Rick’s Place
Notes, Thoughts, and Random Musings on the Online Experience
by Rick Hein, AMIS web maste
r


This is why music in the end is so powerful, because it speaks to all parts of the human being, all sides - the animal, the emotional, the intellectual, and the spiritual. How often in life we think that personal, social and political issues are independent, without influencing each other. From music we see that this cannot occur, it is an objective impossibility, because in music there are no independent elements. Logical thought and intuitive emotions are permanently united. Music teaches us that everything is connected.

Daniel Barenboim
Reith Lectures, 2006

He has been everything from child prodigy through orchestral conductor. Milestones in his life include his marriage to Jacqueline du Pré and his controversial programming of the music of Richard Wagner in Israel. He champions modern music, classical music , solo works for piano, chamber ensemble, and symphony orchestra. His work uniting Palestinian and Israeli musicians in the East West Divan Orchestra, he contends, is non-political.

In order to speak to more people in the United Kingdom and the world the BBC have broadcast these lectures as well as made them available on the Internet as streaming media, podcasts and transcriptions. This has ben a part of their experiment in changing the way they broadcast. As Elizabeth Kuehn pointed out in the last newsletter, many archives of their programs are available online so it is possible to listen to them anywhere there is a network connection. As maestro Barenboim suggests the connection of everything, the BBC is struggling to connect all the pieces of their broadcasting system.

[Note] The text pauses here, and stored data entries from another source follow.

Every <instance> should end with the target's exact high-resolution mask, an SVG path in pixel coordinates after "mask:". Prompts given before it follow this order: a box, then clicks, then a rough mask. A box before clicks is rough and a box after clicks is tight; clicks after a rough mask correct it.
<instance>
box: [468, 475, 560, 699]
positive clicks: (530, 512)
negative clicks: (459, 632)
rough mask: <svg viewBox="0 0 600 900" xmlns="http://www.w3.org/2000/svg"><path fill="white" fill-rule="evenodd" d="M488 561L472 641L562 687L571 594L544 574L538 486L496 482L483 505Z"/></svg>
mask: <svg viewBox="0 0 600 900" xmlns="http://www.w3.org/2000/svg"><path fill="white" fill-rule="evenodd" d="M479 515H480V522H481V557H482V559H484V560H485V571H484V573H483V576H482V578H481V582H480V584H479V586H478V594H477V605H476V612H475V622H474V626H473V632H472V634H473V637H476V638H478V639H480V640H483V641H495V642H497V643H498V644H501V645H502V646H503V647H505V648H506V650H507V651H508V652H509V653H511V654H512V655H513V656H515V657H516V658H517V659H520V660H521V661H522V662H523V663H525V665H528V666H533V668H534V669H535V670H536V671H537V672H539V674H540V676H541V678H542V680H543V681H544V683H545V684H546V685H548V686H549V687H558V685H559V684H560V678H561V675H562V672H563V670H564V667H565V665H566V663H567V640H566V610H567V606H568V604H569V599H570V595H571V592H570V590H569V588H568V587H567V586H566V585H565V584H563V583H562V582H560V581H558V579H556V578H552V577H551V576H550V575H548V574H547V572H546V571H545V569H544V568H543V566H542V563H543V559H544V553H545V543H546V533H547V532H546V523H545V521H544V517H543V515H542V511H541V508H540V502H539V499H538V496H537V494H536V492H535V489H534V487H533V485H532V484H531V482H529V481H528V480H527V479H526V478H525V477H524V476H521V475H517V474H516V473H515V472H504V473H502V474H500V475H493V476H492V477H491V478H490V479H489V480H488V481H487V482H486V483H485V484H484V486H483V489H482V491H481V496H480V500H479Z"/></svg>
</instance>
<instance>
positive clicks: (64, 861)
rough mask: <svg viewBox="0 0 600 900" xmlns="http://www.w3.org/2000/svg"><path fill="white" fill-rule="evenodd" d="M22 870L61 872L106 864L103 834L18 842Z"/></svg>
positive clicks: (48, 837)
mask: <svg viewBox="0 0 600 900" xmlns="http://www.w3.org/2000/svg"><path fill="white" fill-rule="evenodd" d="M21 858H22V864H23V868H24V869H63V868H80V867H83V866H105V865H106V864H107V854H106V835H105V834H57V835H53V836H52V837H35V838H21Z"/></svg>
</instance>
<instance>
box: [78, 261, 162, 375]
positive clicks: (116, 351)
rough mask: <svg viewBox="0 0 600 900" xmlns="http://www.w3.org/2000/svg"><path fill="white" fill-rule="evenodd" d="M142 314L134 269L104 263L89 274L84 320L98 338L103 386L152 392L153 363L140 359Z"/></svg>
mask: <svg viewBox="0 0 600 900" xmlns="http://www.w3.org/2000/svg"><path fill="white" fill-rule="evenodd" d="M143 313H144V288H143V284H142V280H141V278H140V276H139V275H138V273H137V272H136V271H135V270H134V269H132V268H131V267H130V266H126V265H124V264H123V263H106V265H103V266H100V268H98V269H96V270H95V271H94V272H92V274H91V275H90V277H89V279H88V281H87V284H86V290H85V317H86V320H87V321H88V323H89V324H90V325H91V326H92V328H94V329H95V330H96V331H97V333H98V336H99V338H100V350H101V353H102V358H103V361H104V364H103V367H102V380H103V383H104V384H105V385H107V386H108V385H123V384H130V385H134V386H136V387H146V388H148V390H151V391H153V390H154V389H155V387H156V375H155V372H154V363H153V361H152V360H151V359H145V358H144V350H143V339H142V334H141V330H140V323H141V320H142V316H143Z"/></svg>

This year in your ensembles and classes, you have lead your students to believe that the experience of making music and listening to music is a central expression of their life. You may have grown to appreciate that understanding music is a wider and richer curricular vein than you previously thought. In our festivals we have united students of many nationalities and creeds under the banner “Music is everyone’s language”.

For your summer reading and re-creation, I encourage you all to visit the BBC web site and download the transcript of this year’s Reith Lectures. Daniel Barenboim spoke from London, Chicago, Berlin and Jerusalem under the title In the beginning was sound. A great musician speaks on the role of music in the life of the world and in the lives of the worlds citizens. As we segue in to summer, I leave you with the closing words of the fifth and final lecture.

Throughout these lectures I have been attempting to draw parallels between the inexpressible content of music and the inexpressible content of life. We have talked about the phenomenon of sound, about the distinction between hearing and listening, about the need for having a point of view, both in music and in life, and we have spoken about how music can bring people together, how music itself can be a great connector. As I conclude these lectures here in Jerusalem today, we have come full circle. This too, ladies and gentlemen, I learned from music, because when you perform a piece of music you have to be able to hear the last note before you play the first. Thank you very much.

Have a great summer and return to your school or arrive at your new school ready to make music and connect the lives of your students.